Allen Berichten eigen war der Hintergrund, dass sich in allen Häusern Mieter*innen sich diesen Prozessen in den Weg stellten und durch unterschiedliche Vernetzungen solidarischen Beistand holten und eigene Handlungsspielräume eröffneten.
Beispiele also die zeigen, dass gemeinsam steigende Mieten, Verdrängung und Spekulation der Boden entzogen werden kann.
Beispiele die zeigen, wie wichtig es sein kann, unsere alltägliche Vereinzelung durch solidarisches Miteinander zu durchbrechen.
Die zweite Veranstaltung, die wir in Zusammnearbeit mit dem Kiezbündnis am Kreuzberg durchführten, war ein Diskussionsabend, gedacht als eine mögliche Fortsetzung der letztjährigen Diskussionsveranstaltung.
Wie auch schon letztes Jahr waren mehrere Initiativen eingeladen, um einen Input ihrer Arbeit zu geben, als Impulsvorgabe für eine Diskussion über die jeweiligen Ansätze.
Diesmal solle die Diskussion sich thematisch nicht um analytische Hintergründe der jeweiligen „Gentrifizierungsbaustellen“ drehen. Warum Karstadt umstrukturiert wird oder im Gleisdreieck Park 125 000 m² Gewerbe hinbetoniert wird, wissen wir.
Ob Entmietung durch Eigenbedarf, Luxusmodernisierung, die Luxuswüsten an der Spree, es gibt gemeinsame Klammern, gemeinsame Ursachen.
Die Diskussion sollte zum Schwerpunkt haben, was es für jeweilige Interventionen, Vernetzungen, solidarische Unterstützungen gibt. Wo es in unseren Zusammenhängen und Aktivitäten gemeinsame praktische klammern geben könnte.
Betont wurden von einigen Initiativen ihre jeweiligen positiven praktischen Interventionen, die teilweise erfolgreich sind und sich in der Öffentlichkeit verankert haben.

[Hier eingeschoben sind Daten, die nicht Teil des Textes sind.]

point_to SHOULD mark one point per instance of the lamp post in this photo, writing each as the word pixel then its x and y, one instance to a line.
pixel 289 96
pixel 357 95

Dennoch – die Diskussion war schwierig, denn auch wenn wir sehen, dass bezüglich der massiven Gentrifizierung in Berlin an jeder Ecke unzählige Initiativen entstehen und auch recht agil und aktiv sind, so schwang doch auch im Raum das Gefühl mit, dass sich aufgrund dieser Massivität der alltäglichen Angriffe auf unser Grundbedürfnis „ein sicheres Dach über den Kopf zu haben“, doch wesentlich mehr Menschen sich zusammen tun müssten und für eine andere Wohnungspolitik kämpfen.
Es stellten sich Fragen, warum doch relativ ungehindert diese Politik der Verdrängung agieren kann, warum etliche Menschen nach einem kurzen Strohfeuer sich wieder in ihre Ohnmacht zurück ziehen, warum der Protest nicht auf einer wesentlich breiteren Basis fusst???
Wo liegen mögliche Gründe? Das wir nicht mehr anders fühlen, denken, handeln können, als in den immer mehr eingeschnürteren Vorgaben? Das die politischen, ökonomischen, kulturellen und sozialen Verhältnisse so zementiert sind? Das der Fokus auf eine Veränderung der Wohnungspolitik nicht mehr ausreicht in einer Welt der vielen Kriege, des Hungers, des Versickerns unseres Wassers, des Verschwindens so vieler Pflanzen- und Tierarten, der Realität fortlaufender Pandemien, usw.?
Sehr schnell entwickelte sich die Diskussion zu einer Aneinanderreihung vieler eigener Erfahrungen und Fragen, die in einem abendlichen Rahmen selbstverständlich nicht zu Antworten führen können und auch nicht müssen.
Dennoch: die vielen Fragen, verbunden mit den gegenwärtigen Realitäten und Bedingungen, die uns oftmals ohnmächtig, hilflos, kraftlos hinterlassen, werden uns auch immer wieder antreiben, eben diese Realitäten und Bedingungen hinter uns zu lassen und Anderes für uns Alle zu schaffen.